Da ich pinkeln muss, gehe ich aufs Klo, und bin froh, dass ich einen Grund habe, das Zimmer zu verlassen, das aussieht, als wäre darin ein brutaler Mord verübt worden. Während ich mich erleichtere, amüsiere ich mich sogar einen Moment lang über die absurde Vorstellung, jemand könnte mein Zimmer so vorfinden und glauben, ich sei erstochen worden. Da bemerke ich, dass mein Urinstrahl nicht gelb, sondern blutrot ist.
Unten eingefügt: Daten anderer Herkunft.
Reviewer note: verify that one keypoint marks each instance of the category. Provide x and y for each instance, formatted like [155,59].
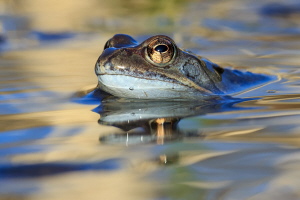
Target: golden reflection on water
[49,74]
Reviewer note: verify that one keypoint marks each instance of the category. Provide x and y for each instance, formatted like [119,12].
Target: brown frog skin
[158,69]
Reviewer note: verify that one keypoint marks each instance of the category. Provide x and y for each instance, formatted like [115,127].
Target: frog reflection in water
[158,69]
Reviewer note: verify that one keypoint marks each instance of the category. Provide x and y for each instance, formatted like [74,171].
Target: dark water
[56,142]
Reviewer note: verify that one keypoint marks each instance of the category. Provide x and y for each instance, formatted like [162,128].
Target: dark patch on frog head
[120,40]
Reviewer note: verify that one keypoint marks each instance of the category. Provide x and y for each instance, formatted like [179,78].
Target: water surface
[56,143]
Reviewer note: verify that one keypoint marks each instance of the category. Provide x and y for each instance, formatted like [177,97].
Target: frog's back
[235,81]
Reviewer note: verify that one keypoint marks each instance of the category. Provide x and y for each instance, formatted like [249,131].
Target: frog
[158,69]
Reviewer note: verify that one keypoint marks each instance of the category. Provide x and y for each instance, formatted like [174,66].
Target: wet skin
[158,69]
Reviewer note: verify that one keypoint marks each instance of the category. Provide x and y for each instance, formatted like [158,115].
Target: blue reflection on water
[46,169]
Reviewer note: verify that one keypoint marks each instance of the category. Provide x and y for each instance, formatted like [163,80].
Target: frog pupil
[161,48]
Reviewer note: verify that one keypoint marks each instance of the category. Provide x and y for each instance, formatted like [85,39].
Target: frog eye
[107,45]
[160,51]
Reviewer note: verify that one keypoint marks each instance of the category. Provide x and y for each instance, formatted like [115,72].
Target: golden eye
[161,51]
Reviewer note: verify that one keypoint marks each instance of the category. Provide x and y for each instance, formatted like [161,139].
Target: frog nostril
[108,66]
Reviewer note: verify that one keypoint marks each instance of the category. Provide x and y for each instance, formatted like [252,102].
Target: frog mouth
[125,82]
[169,79]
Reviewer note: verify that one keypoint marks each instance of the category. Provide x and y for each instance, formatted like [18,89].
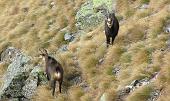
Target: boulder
[91,13]
[21,78]
[9,54]
[14,79]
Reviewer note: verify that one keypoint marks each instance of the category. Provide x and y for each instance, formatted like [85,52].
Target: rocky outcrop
[9,54]
[91,13]
[21,78]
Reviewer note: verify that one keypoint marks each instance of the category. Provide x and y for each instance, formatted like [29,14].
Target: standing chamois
[111,27]
[53,70]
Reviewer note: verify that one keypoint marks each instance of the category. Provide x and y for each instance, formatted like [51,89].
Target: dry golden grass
[141,94]
[137,48]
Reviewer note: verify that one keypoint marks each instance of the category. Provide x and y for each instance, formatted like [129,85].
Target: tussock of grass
[141,94]
[75,93]
[136,51]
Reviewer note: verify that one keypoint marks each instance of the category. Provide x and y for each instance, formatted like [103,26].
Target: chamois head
[43,52]
[110,19]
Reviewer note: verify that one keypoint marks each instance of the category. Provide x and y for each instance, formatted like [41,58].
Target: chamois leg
[53,86]
[108,40]
[60,83]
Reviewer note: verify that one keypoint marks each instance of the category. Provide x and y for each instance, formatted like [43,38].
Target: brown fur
[53,70]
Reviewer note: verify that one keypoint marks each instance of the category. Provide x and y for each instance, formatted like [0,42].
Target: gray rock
[144,6]
[154,95]
[104,97]
[20,81]
[90,13]
[116,70]
[17,73]
[68,37]
[9,54]
[63,48]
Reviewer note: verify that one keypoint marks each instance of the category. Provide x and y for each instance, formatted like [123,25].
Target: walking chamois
[53,70]
[111,27]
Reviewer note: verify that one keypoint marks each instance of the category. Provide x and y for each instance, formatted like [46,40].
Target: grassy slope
[137,49]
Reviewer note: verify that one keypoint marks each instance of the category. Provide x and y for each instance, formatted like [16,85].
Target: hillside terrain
[135,68]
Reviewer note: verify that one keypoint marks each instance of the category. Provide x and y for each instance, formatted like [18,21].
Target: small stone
[68,37]
[63,48]
[144,6]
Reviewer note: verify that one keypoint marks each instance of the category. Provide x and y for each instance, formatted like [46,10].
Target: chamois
[53,69]
[111,27]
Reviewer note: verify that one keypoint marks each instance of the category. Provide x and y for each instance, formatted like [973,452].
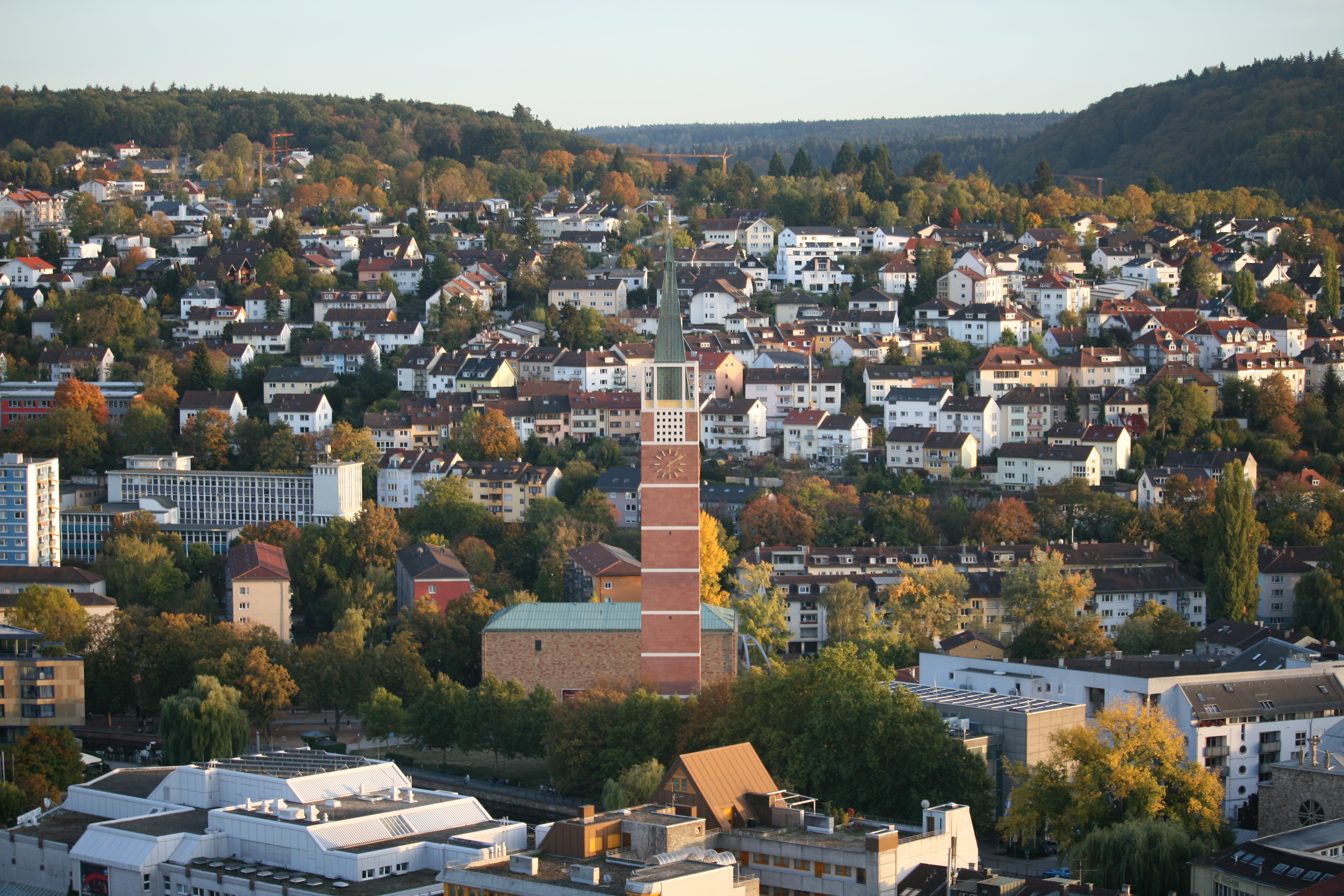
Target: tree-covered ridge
[394,131]
[1276,123]
[965,141]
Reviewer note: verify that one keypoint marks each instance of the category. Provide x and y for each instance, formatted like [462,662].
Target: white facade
[221,497]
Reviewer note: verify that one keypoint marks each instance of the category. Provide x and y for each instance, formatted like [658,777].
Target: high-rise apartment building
[225,497]
[670,480]
[30,511]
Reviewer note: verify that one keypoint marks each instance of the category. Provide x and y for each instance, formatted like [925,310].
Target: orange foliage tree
[1003,522]
[773,519]
[83,397]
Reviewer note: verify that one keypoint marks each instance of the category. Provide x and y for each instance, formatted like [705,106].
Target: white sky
[597,62]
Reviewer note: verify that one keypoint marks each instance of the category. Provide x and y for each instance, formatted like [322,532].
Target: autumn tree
[926,601]
[1005,522]
[714,561]
[496,437]
[771,519]
[83,397]
[761,608]
[206,437]
[1128,765]
[1230,561]
[53,612]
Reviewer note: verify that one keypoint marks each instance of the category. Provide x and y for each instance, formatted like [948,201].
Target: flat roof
[131,782]
[979,700]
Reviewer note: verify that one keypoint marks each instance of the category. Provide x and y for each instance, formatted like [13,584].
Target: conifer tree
[1230,559]
[1330,284]
[802,166]
[1073,412]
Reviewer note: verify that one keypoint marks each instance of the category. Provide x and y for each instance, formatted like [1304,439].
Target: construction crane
[1100,182]
[725,156]
[275,148]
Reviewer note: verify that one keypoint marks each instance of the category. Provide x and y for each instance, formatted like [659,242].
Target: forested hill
[965,141]
[392,131]
[1279,123]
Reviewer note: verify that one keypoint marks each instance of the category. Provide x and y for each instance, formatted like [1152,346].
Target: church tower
[670,480]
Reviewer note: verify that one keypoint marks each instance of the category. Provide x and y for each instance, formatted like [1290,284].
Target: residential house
[394,335]
[431,571]
[402,475]
[1112,442]
[1023,467]
[737,426]
[1101,367]
[603,573]
[840,436]
[257,301]
[507,488]
[303,413]
[973,414]
[1003,368]
[1056,293]
[605,296]
[1029,412]
[802,437]
[197,402]
[295,381]
[1260,367]
[60,365]
[264,336]
[785,389]
[984,324]
[879,378]
[905,448]
[914,406]
[622,487]
[340,356]
[947,452]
Mir wird schwindlig. Ein heftiges Druckgefühl baut sich in meinem Ohr auf und breitet sich im Kopf aus. Als ich noch einmal in die blutige Kloschüssel schaue, kriege ich kaum Luft. Die Bedenken, meine Eltern zu wecken, sind plötzlich weg. Ich laufe in ihr Schlafzimmer und rüttle meine Mutter unsanft wach. Sie schreckt auf, will wissen, was los ist. Ich schalte die Lampe auf ihrem Nachttisch ein und halte ihr meine blutigen Hände entgegen. Erst jetzt sehe ich im Spiegel neben ihrem Bett, dass auch mein ganzes Gesicht wie mit roter Farbe bemalt aussieht.
Meine Mutter starrt mich an wie ein Gespenst. »Was hast du da gemacht!«, fährt sie mich an. Ich stammle herum, als müsste ich etwas verbergen und fühle mich dabei wie ein kleiner, hilfloser Junge. In meinen Augen spüre ich Tränen, die hinauswollen. Da sie jetzt schon so entsetzt ist, traue ich mich nicht, meiner Mutter auch noch von dem blutigen Urinstrahl zu erzählen, obwohl ich sie doch deshalb geweckt habe. Stattdessen entschuldige ich mich sinnlos und murmle etwas von Nasenbluten. Kaum habe ich das Wort ausgesprochen, scheint meine Mutter sich ein bisschen zu entspannen. Das macht auch mich wieder ruhiger.
Sie atmet tief durch, schaut hinüber zu meinem Stiefvater, der immer noch schläft, dann wieder zu mir. »Morgen«, sagt sie, »fahren wir ins Spital«. Sie sagt es in einem Ton, der mir signalisieren soll, dass Widerspruch zwecklos ist.
2
Ich bin vierzehn Jahre alt und habe nur ein Ziel: Profifußballer zu werden. Deshalb geht es mir extrem auf die Nerven, dass ich seit über vier Wochen Probleme mit dem Atmen habe. Das verstopfte Nasenloch. Bemerkt habe ich das in der Schule, dem Sportgymnasium, das ich besuche. Während des Unterrichts kann ich mich dort kaum mehr konzentrieren. Vor allem seit durch den hartnäckigen Schnupfen auch das rechte Ohr belegt ist. Ich höre schlechter, muss nachfragen, wenn mich jemand anspricht, mein Gegenüber darum bitten, seine Worte zu wiederholen. Das macht auf die Dauer schlechte Stimmung, sowohl bei mir, als auch bei den anderen. Umgekehrt verstehen meine Mitschüler und die Betreuer auch mich nicht mehr gut, weil meine Stimme nasal klingt. Den Ausführungen der Lehrer kann ich kaum folgen.